Once your lock has been reconfigured, you’ll be given a new set of keys that can be used to unlock and start your vehicle. Unfortunately, the rekeying process does not work if the lock itself is damaged—in this case, you will need a complete lock replacement—though it is ideal for cases of a lost or broken key.

The cost to rekey a car can vary as there are several ways to have your car rekeyed, including:

  • Locksmiths
  • Dealerships

Both locksmiths and dealerships have advantages and disadvantages. If you’re comfortable working with cars, you can attempt to rekey the vehicle on your own, although take caution not to damage the lock while doing so. Generally, the best course of action is to take your car to a service provider that you trust.

When Should You Have Your Car Rekeyed?

There are several instances in which you may need to have your car rekeyed, the most common being:

If you lose both your main key and your spare, rekeying your car is the only way for your vehicle to remain usable. Similarly, if you think your keys may have been stolen, it’s a good idea to have your car rekeyed as soon as possible. This will prevent the potential theft of your car or other belongings, which would be a costly, dangerous situation.

Additionally, many opt to rekey their car because of the extra security it provides. If your key is stolen or even lost, someone besides you could have access to your vehicle. Since a car rekeying renders the existing keys completely useless, many people go through the process just to prevent any unwanted surprises. For those with older, used cars, it may be a good idea to have your car rekeyed just in case there is a spare key in circulation that you aren’t aware of.

If your key becomes damaged, the best course of action is often to have your car rekeyed. While it can be tempting to try and fix a damaged key, this can lead to broken car locks that are expensive to replace or repair. Since damaged locks cannot be fixed with a rekeying, the best choice is to have your car rekeyed before you incur a frustrating break in your locks.

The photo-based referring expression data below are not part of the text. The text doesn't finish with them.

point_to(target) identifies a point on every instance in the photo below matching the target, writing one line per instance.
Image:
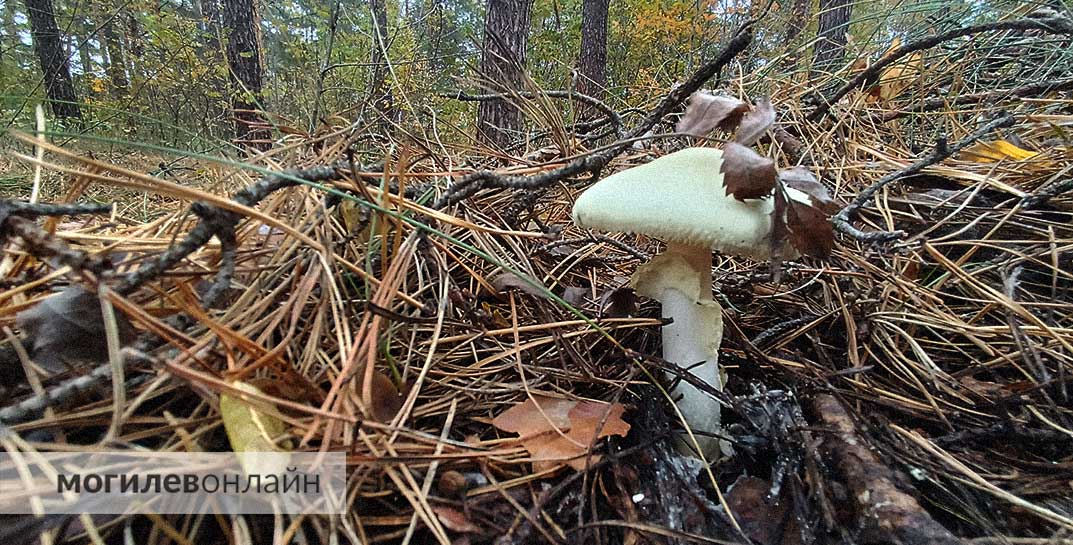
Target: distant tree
(831, 43)
(592, 62)
(797, 20)
(244, 59)
(55, 64)
(84, 41)
(380, 91)
(116, 67)
(795, 25)
(502, 61)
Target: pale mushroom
(681, 200)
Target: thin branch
(844, 217)
(469, 185)
(43, 245)
(869, 75)
(214, 220)
(592, 101)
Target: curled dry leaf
(386, 399)
(253, 431)
(802, 216)
(706, 112)
(747, 174)
(618, 303)
(68, 328)
(803, 180)
(557, 431)
(811, 233)
(755, 122)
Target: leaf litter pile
(899, 374)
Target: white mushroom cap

How Much Does it Cost to Rekey a Car?

The cost of rekeying a car varies based on your location, service provider, and the type of rekeying requested.

There are two types of car rekeying that can be done: ignition and door locks. Rekeying the ignition allows you to turn your car on with a different key, which is essential if yours has been stolen, lost, or damaged. For those with older cars that cannot be unlocked with the press of a button, your car’s door locks can also be rekeyed to allow access into the vehicle. Each type of rekeying has a different cost, with ignition rekeying usually being the more expensive of the two.

Since ignition cylinders can be expensive on their own (ranging up to $700 for a single unit, depending on the make and model of the vehicle), the part is more expensive to rekey. At their most basic, ignition cylinders are simply locks and can be reconfigured as such. An experienced auto locksmith can take the cylinder apart and reconfigure its internal components for compatibility with a new key.

The cost of rekeying your car’s ignition will likely be between $120 and $225.

Rekeying your car’s door locks will likely be much less than that of the ignition cylinder. Locksmiths usually charge a minimum fee ranging anywhere from $40 to $100, plus an additional charge for each individual door lock that could be anywhere between $5 to $25 per unit. Total, the cost to rekey your car will likely be between $70 and $180.

This cost depends on a variety of factors, including:

  • Vehicle age, make, and model
  • Type of equipment needed
  • Whether your existing key uses a transponder

Overall, the cost of having your car rekeyed is relatively low, considering the potential danger that comes with a lost or stolen key, and the inconvenient nature of a damaged, unreliable key. To avoid these issues, rekeying your car is absolutely a sound investment to make.

With an average cost of less than $200, having a car rekeyed is a relatively simple and cost-efficient process. Whether your car key has become lost or damaged, you now have the knowledge you need to schedule a car rekeying.